Microsoft joins space industry information clearinghouse to boost cybersecurity

Ground station construction
A series of pictures documents the construction of an Azure Orbital ground station at Microsoft’s data center in Quincy, Wash. (Microsoft Azure via YouTube)

Microsoft is joining the Space Information Sharing and Analysis Center as a founding member, with a mission to strengthen cybersecurity for critical space assets.

“As the first hyperscale cloud service provider to join this member organization, we will share our unique global threat insights to protect critical infrastructure and strengthen cybersecurity expertise in the space community,” Tom Keane, corporate vice president for Azure Global, said today in a blog posting.

Space ISAC was launched in 2019 as a channel for companies and research institutions to work with each other and with government agencies to safeguard space assets. The group’s founding members include space industry heavyweights such as Lockheed Martin, Northrop Grumman, SES and The Aerospace Corp. Boeing is a general member.

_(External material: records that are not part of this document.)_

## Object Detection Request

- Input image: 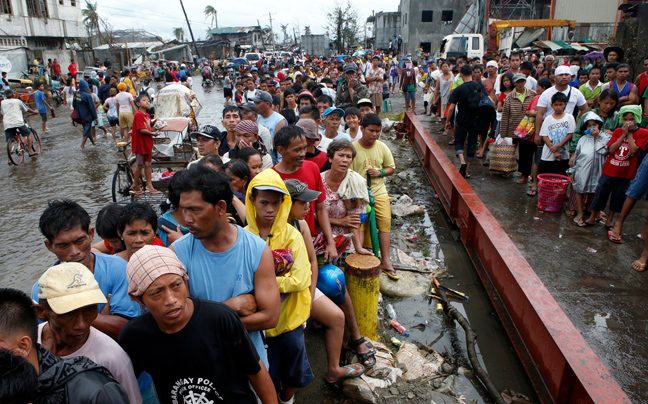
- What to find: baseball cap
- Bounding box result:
[296,119,320,140]
[126,245,189,297]
[358,98,373,107]
[189,125,221,140]
[322,107,344,119]
[284,178,321,202]
[38,262,107,314]
[513,73,526,83]
[250,91,272,104]
[344,62,358,73]
[240,102,259,114]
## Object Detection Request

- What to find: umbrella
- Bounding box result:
[367,173,380,258]
[583,51,603,60]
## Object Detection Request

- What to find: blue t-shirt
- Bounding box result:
[34,90,47,114]
[31,253,141,318]
[171,226,268,367]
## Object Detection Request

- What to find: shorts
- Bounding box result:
[626,157,648,201]
[5,125,31,143]
[403,91,416,102]
[266,325,315,391]
[119,112,133,129]
[369,93,382,110]
[135,154,151,166]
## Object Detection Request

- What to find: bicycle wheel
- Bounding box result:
[29,128,41,155]
[112,165,133,202]
[7,137,25,165]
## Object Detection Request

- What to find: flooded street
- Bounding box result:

Bill Chappell, Azure Global’s chief technology officer and vice president of mission systems, will represent Microsoft on Space ISAC’s board of directors.

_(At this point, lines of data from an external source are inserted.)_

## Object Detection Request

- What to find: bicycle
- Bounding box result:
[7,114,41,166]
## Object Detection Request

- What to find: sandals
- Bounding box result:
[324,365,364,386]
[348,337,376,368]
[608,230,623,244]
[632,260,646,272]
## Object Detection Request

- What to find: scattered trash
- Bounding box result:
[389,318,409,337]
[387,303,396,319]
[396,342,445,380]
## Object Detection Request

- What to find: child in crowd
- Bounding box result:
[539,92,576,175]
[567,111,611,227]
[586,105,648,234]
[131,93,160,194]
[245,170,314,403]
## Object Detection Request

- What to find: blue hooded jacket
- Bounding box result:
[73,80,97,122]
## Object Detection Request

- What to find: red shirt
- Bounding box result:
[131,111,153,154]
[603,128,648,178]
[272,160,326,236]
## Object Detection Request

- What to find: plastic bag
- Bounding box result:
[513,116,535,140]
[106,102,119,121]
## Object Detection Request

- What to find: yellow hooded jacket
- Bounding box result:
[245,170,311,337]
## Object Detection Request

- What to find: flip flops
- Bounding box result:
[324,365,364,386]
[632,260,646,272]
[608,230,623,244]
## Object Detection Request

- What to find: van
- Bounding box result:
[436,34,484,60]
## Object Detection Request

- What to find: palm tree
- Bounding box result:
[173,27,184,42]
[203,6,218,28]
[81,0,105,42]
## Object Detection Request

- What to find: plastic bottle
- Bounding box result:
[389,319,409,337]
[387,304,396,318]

Keane noted that Microsoft invests more than $1 billion annually on cybersecurity, and has a team of more than 1,500 global security experts in 77 countries around the world. “Microsoft provides world-class threat detection technologies including those built into Azure, Windows and Microsoft 365, and we will be exploring ways to apply these solutions toward protecting space systems,” Keane said.

Cybersecurity in space is becoming an issue of increasing interest due to the rising tide of data that’s generated by Earth-watching satellites and handled by satellite telecom constellations. Recent cyberattacks traced to Russia and China have added to the concern.

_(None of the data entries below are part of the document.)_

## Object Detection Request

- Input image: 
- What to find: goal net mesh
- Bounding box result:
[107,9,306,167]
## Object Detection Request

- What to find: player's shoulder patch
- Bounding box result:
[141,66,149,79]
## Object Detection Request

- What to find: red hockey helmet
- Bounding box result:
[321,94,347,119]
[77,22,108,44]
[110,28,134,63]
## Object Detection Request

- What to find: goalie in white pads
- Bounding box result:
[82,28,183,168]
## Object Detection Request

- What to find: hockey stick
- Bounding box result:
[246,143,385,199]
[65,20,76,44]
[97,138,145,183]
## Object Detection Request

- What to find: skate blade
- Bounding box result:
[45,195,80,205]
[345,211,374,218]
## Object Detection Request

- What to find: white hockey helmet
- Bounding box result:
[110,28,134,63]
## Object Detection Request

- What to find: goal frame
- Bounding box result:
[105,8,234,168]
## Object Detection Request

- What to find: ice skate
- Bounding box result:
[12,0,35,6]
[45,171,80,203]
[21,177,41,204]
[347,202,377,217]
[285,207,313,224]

In a 2019 white paper, analysts at The Aerospace Corp. reported that the space industry needed to devote more attention to developing security standards for space-based operations. “In addition to standards, overarching governance and policies lack the necessary integration between cybersecurity and the space domain,” the analysts wrote.

Microsoft has raised its profile in the space industry over the past year — with the launch of Azure Space and Azure Orbital, its participation in a cloud computing project on the International Space Station and a partnership with SpaceX ranking among the highlights. Amazon Web Services, Microsoft’s top rival in the market for cloud computing services, is also targeting space-based cloud applications.